Р у ш к и н. Так вот я и говорю… в свете последних событий… Коров доить некому. Тетку, слышал, в район увезли. Одна доярка в декрет ушла. Две в город усвистели. Аховая создалась ситуация! Ты, Любава, девка образованная, на зоотехника учишься… советуй. Как выкарабкаться из нее?
Л ю б а в а. Ума не приложу.
Р у ш к и н. Стало быть, один я должен прикладывать.
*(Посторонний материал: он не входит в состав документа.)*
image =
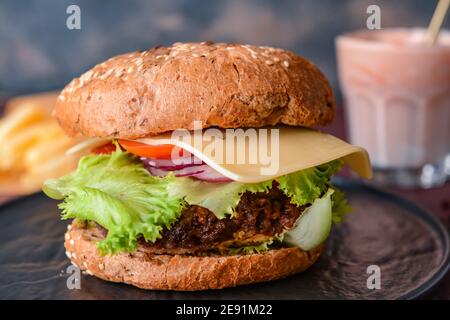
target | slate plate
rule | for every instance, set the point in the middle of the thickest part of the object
(408, 244)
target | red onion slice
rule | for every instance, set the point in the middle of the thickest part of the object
(198, 171)
(171, 165)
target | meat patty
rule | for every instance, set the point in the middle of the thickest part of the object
(258, 217)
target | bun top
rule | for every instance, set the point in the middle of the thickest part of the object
(166, 88)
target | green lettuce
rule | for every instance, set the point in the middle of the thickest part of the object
(118, 193)
(340, 206)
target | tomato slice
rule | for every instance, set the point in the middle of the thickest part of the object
(163, 151)
(107, 148)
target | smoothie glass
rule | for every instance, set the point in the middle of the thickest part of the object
(396, 93)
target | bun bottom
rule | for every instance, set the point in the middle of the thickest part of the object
(182, 272)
Л ю б а в а. Прикладывать или прикладываться?
Р у ш к и н (словно не понял). А?
Ответа нет.
В институт когда поедешь?
Л ю б а в а. До весны отложила.
Р у ш к и н. Да ну?! Вот удача! Может, заменишь ненадолго Матрену? В конторе-то обойдутся без тебя. Счетовода легче найти. А доярки у нас ценятся выше, чем балерины. Нету их в колхозе. Нету, так в кузнице не выкуешь. И на базаре не купить. А кадры, как известно, решают все.
Л ю б а в а. Что ж, придется идти в доярки. Раз они выше, чем балерины.
Р у ш к и н. Выше, Любушка, много выше! Те только и умеют ногами дрыгать. А эти — кормилицы наши! Выручай, а то ведь я задымлю с горя.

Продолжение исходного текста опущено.